The Hoka One One Challenger ATR 4 ($130) is consistent with Hoka’s approach for the previous three versions, with a tradeoff of slightly less cushioning for even less weight.
Still, the Challenger ATR offers superior cushioning in a versatile trail running shoe that can also be counted on to handle roads and paved trails with ease.
Hoka One One Challenger ATR 4 General Info
The Challenger (31 mm, 26 mm) is incredibly lightweight (9 ounces). Given the amount of cushioning the shoe offers, it is amazing how Hoka was able to balance that with how light it is.
I really came to appreciate the Challenger ATR’s breathable mesh upper, especially as the temperature turned much warmer during my late spring and summer runs.
When it comes to fitting, I wear either a 10 or 10.5 and I found the size 10.5 Hokas to fit me and my wide feet well.
The toe box (redesigned for the ATR 3’s and kept for the most recent version) is quite comfortable, letting my toes splay out without feeling like I was wearing shoes that were too large.
The fourth generation keeps much of what the previous edition offered runners: maximal cushioning with a light ride.
Notably, Hoka stripped down the upper in order to shave off weight off from the previous version. Some runners may feel that the uppers are not as strong or supportive as the previous model.
Hoka One One Challenger ATR 4 Sole Unit
Let’s start out at the bottom.
The Challenger’s 4mm lugs are a good size for navigating basic trails, though they are probably too small to be much use along muddy courses. Near the midsole, the lugs are noticeably wider, allowing the runner more support when pushing off.
The Challenger ATR 4’s thick EVA foam midsole is quite responsive and firm, much more so than other Hokas that use the marshmallow midsole.
Hoka utilizes a curved midsole —a Meta-Rocker — for heel-to-toe transition. The Meta-Rocker goes a long way in giving the runner quick turnover, allowing him or her to be confident in speeding down the trails.
It’s worth noting that the Challenger ATR 4 does not have a rockplate.
The midsole capably handles loose rocks, roots and other trail challenges. However, this is one part of the shoe that indicates it’s not the best choice for challenging or technical trails, unlike its predecessor.
The ATR 4’s thin upper and diminished protection appear to be victims of the move to a lighter shoe.
Hoka One One Challenger ATR 4 Upper Info
Our wet spring and early summer gave me plenty of opportunities to test the Challenger’s ability to deal with water.
Hoka designed the upper in this mode, using a double mesh upper and adding a new padded heel cup. Both elements work quickly to repel water and dry a soaked shoe.
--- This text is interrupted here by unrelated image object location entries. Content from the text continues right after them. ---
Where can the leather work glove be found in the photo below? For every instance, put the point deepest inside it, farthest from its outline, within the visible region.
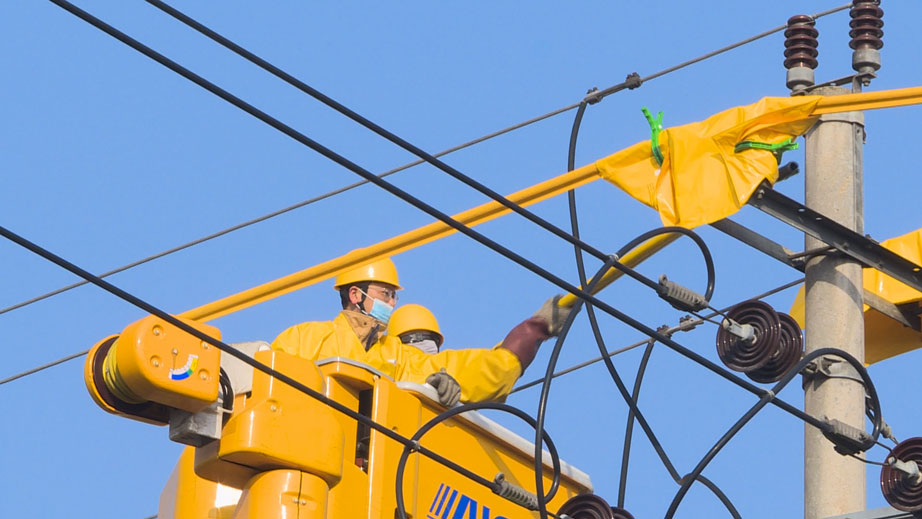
(553, 314)
(447, 387)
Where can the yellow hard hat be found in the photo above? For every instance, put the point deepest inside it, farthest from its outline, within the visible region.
(382, 271)
(412, 318)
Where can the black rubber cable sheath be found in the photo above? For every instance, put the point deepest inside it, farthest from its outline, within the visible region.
(630, 399)
(230, 350)
(393, 138)
(793, 372)
(629, 427)
(445, 415)
(546, 390)
(625, 457)
(454, 224)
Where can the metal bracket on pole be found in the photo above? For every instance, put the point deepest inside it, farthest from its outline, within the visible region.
(904, 314)
(860, 248)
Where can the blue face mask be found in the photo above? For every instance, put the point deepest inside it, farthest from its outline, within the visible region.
(380, 310)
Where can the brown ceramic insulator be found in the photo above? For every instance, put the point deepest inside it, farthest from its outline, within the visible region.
(589, 506)
(800, 44)
(788, 353)
(745, 356)
(867, 26)
(897, 488)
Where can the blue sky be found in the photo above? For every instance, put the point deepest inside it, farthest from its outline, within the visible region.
(108, 157)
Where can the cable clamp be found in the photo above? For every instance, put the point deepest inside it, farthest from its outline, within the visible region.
(592, 96)
(656, 126)
(681, 298)
(846, 438)
(633, 81)
(514, 493)
(777, 149)
(825, 368)
(910, 470)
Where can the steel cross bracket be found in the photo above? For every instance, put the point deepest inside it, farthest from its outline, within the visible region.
(860, 248)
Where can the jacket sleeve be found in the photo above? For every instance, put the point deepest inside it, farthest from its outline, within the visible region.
(482, 374)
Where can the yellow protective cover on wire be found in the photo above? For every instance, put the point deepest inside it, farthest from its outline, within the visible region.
(483, 374)
(883, 337)
(702, 179)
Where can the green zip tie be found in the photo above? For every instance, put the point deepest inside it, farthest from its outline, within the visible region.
(776, 149)
(656, 126)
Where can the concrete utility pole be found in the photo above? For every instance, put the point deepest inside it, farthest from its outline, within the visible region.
(834, 484)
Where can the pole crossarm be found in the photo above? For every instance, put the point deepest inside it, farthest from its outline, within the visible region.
(856, 246)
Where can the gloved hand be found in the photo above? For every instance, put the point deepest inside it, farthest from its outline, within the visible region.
(553, 315)
(447, 387)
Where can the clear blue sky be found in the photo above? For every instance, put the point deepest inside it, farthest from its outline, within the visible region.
(107, 157)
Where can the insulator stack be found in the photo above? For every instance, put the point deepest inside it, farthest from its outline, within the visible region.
(800, 51)
(867, 30)
(760, 342)
(747, 354)
(788, 353)
(591, 506)
(902, 490)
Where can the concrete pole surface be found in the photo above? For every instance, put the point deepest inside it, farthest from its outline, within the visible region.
(834, 484)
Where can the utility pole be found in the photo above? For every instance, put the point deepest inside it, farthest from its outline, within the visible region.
(834, 484)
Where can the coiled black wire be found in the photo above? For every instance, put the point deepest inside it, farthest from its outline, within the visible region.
(473, 406)
(632, 399)
(874, 402)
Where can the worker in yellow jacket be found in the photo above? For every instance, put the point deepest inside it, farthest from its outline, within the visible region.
(368, 295)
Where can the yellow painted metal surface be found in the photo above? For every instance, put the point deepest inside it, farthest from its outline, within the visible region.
(869, 100)
(364, 483)
(188, 496)
(283, 427)
(883, 337)
(426, 234)
(156, 362)
(702, 179)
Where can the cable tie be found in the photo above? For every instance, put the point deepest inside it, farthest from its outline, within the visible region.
(777, 149)
(656, 126)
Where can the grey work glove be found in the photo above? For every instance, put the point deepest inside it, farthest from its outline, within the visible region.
(553, 314)
(447, 387)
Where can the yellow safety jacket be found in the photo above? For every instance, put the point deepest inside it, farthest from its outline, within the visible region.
(483, 374)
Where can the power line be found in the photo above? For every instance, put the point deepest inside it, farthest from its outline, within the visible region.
(594, 96)
(414, 201)
(684, 326)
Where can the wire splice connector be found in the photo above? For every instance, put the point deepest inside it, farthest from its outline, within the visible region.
(846, 438)
(514, 493)
(680, 297)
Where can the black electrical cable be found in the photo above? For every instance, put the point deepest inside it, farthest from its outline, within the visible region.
(387, 186)
(395, 139)
(683, 326)
(581, 270)
(546, 389)
(592, 97)
(629, 428)
(473, 406)
(705, 252)
(234, 352)
(625, 456)
(770, 395)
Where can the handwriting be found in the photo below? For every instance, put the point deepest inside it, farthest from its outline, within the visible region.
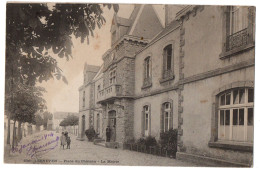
(38, 145)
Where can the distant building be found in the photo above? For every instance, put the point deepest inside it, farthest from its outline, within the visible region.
(58, 117)
(195, 73)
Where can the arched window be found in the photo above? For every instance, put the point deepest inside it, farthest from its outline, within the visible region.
(83, 100)
(167, 61)
(147, 64)
(146, 120)
(235, 115)
(166, 117)
(98, 123)
(112, 76)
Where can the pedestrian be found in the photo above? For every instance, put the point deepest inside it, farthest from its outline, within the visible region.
(63, 140)
(68, 142)
(108, 132)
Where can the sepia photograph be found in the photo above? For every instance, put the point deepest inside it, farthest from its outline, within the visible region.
(128, 84)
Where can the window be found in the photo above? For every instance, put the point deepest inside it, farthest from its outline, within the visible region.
(98, 123)
(146, 120)
(112, 77)
(113, 37)
(83, 99)
(147, 67)
(147, 72)
(168, 61)
(236, 115)
(238, 29)
(166, 117)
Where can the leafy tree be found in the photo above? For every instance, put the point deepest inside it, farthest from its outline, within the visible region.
(38, 121)
(26, 101)
(35, 34)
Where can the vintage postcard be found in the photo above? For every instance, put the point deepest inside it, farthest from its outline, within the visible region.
(129, 84)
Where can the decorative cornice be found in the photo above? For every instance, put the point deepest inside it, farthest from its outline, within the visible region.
(218, 71)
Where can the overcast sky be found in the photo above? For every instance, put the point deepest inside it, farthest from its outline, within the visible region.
(62, 97)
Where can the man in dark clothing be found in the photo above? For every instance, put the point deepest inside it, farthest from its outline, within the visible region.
(108, 132)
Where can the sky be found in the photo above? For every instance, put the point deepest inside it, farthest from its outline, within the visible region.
(61, 97)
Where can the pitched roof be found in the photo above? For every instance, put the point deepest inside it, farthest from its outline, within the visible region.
(171, 26)
(62, 115)
(91, 68)
(174, 24)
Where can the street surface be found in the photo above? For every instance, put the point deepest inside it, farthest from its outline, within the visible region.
(48, 151)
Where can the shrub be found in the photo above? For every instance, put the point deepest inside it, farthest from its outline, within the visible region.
(91, 134)
(168, 141)
(150, 141)
(147, 142)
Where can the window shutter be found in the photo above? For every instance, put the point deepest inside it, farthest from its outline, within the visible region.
(164, 62)
(142, 122)
(162, 119)
(171, 116)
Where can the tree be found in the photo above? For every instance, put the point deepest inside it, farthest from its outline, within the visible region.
(35, 33)
(25, 102)
(38, 121)
(70, 120)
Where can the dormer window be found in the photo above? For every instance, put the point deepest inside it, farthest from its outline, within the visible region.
(167, 70)
(238, 29)
(112, 77)
(147, 82)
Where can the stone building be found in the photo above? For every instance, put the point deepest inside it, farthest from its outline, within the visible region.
(194, 73)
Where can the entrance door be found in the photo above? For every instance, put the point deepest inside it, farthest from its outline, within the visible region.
(83, 126)
(112, 124)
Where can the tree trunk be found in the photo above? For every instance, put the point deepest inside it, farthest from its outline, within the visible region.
(19, 130)
(14, 135)
(8, 131)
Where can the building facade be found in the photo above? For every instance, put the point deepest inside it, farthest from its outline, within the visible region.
(194, 73)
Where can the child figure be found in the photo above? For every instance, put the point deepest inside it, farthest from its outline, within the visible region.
(68, 142)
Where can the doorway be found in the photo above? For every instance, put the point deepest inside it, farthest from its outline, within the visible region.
(112, 124)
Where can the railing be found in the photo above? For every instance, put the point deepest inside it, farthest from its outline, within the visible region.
(110, 91)
(147, 82)
(237, 39)
(167, 74)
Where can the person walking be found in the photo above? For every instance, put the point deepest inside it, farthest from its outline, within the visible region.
(63, 140)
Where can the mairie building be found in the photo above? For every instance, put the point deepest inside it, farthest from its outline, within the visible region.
(194, 73)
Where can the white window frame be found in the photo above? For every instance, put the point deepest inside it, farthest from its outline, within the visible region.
(238, 20)
(246, 105)
(146, 120)
(147, 67)
(167, 110)
(112, 77)
(83, 99)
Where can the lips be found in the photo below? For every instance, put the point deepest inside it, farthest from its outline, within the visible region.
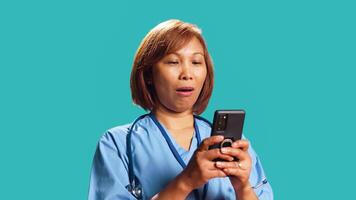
(185, 91)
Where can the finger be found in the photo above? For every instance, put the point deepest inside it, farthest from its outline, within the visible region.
(222, 165)
(242, 144)
(210, 141)
(233, 171)
(216, 153)
(217, 173)
(237, 153)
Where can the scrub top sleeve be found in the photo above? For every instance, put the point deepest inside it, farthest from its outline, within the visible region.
(108, 175)
(263, 191)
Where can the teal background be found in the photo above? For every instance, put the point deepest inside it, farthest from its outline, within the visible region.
(64, 80)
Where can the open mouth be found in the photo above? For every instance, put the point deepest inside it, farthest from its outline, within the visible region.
(185, 91)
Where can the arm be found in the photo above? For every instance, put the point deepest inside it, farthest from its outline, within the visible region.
(246, 173)
(199, 170)
(108, 175)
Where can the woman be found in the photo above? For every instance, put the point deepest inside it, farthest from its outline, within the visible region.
(165, 154)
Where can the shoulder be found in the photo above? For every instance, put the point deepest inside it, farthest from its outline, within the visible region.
(114, 138)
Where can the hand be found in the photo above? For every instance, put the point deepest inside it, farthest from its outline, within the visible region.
(201, 166)
(238, 171)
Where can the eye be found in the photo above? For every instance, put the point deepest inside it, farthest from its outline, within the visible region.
(196, 63)
(172, 62)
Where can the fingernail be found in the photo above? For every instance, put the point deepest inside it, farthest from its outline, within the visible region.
(234, 144)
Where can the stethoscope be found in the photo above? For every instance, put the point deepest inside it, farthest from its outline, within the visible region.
(135, 187)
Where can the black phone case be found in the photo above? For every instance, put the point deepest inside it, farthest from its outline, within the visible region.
(232, 128)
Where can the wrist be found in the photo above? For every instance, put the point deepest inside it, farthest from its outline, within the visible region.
(183, 184)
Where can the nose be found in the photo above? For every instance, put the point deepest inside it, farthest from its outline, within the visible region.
(186, 73)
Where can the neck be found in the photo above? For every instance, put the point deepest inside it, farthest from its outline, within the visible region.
(174, 120)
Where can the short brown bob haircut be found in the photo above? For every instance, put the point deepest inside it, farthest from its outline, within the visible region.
(167, 37)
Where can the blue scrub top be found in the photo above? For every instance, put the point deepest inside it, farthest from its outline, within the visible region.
(155, 165)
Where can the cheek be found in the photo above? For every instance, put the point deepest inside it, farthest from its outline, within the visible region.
(201, 76)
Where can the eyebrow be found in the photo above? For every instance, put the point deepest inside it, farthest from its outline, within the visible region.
(192, 54)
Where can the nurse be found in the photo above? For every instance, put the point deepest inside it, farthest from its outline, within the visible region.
(165, 153)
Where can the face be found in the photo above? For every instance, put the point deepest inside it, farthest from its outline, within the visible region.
(179, 77)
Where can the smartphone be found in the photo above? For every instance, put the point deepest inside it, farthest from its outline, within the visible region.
(228, 123)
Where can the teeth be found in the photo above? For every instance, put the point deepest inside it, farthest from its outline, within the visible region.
(184, 90)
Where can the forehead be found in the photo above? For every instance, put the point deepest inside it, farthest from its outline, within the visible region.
(192, 47)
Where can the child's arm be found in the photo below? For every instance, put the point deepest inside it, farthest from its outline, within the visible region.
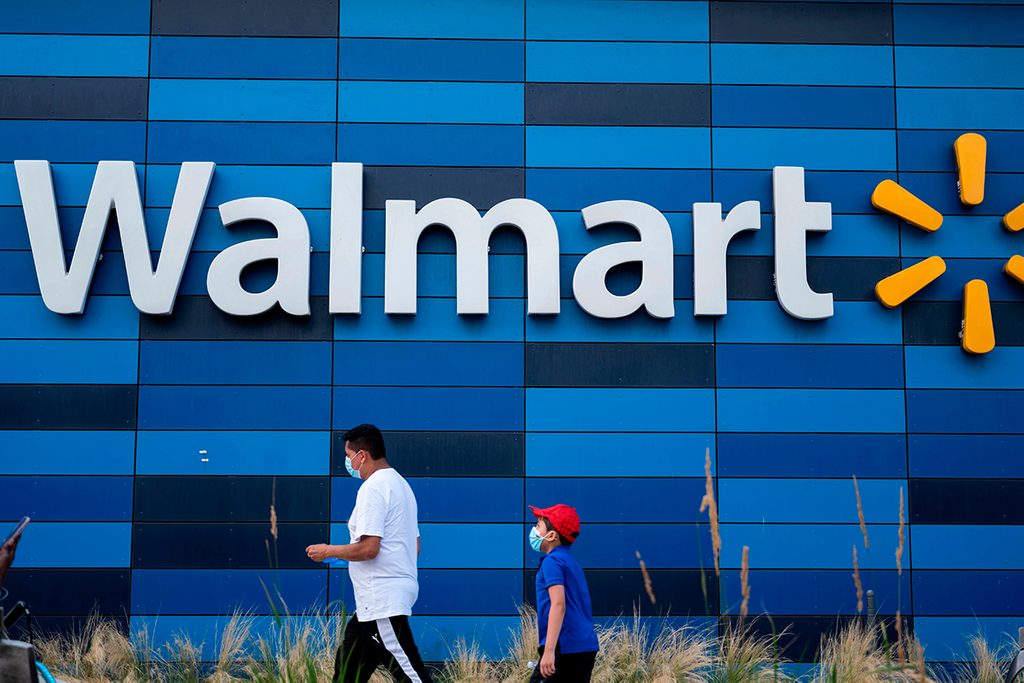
(555, 617)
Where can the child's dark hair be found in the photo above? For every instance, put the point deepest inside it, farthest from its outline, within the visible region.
(565, 541)
(369, 438)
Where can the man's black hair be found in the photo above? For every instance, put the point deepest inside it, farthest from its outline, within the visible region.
(369, 438)
(551, 527)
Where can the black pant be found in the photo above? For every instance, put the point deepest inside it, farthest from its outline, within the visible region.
(574, 668)
(367, 645)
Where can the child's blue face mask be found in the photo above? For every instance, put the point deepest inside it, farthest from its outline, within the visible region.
(536, 540)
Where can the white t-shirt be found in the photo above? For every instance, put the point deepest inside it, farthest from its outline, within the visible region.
(387, 585)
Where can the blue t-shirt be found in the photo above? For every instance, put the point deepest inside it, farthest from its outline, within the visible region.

I’ve found the mesh layer to be durable. Tucked in behind the mesh are midfoot overlays that are useful in keeping the foot secure.
The Challenger ATR 4 also offers a well-padded tongue and flat, easy-to-tie laces.
I would caution runners who feel more secure in supremely padded trail shoes that they may be in for a letdown in assessing this shoe.
While I believe there is ample padding — and sacrificing some cushion for weight is acceptable — I can understand why some Hoka fans would be disappointed.
Hoka One One Challenger ATR 4 Conclusions
So, how would I incorporate the Hoka Challengers into my training and/or racing?
I live less than a mile from the high school cross-country course so I appreciate having a trail shoe that handles roads well, allowing me to get to and from the course without having to drive or worry about my trail shoes.
I could see myself training in Hokas, especially if I want to do a mix of trail and roads.
When it comes to racing, I could myself using the Challengers in races where there is a combination of trails and roads.
The most recent 50-miler I did, for example, had long stretches of gentle to moderate trails but there were several spots in the out-and-back where we were on roads and Jeep roads.
If I do the same race next year, I would have no qualms about using the Challenger in this race. However, at the same time, I would be cautious about using this shoe if the course was expected to be muddy due to the 4mm lugs.
Another use for the shoes could be trail hiking. While I did not specifically try the Challenger on a hike, the cushioning, breathability and support would likely all combine for a shoe that would do well on a long hike.
That’s something I plan to do as a way to repurpose the shoes, once its running days are over.
We purchased a pair of Hoka One One Challenger ATR 4 from runningwarehouse using our own money. This did not influence the outcome of this review, written after running more than 50 miles in them.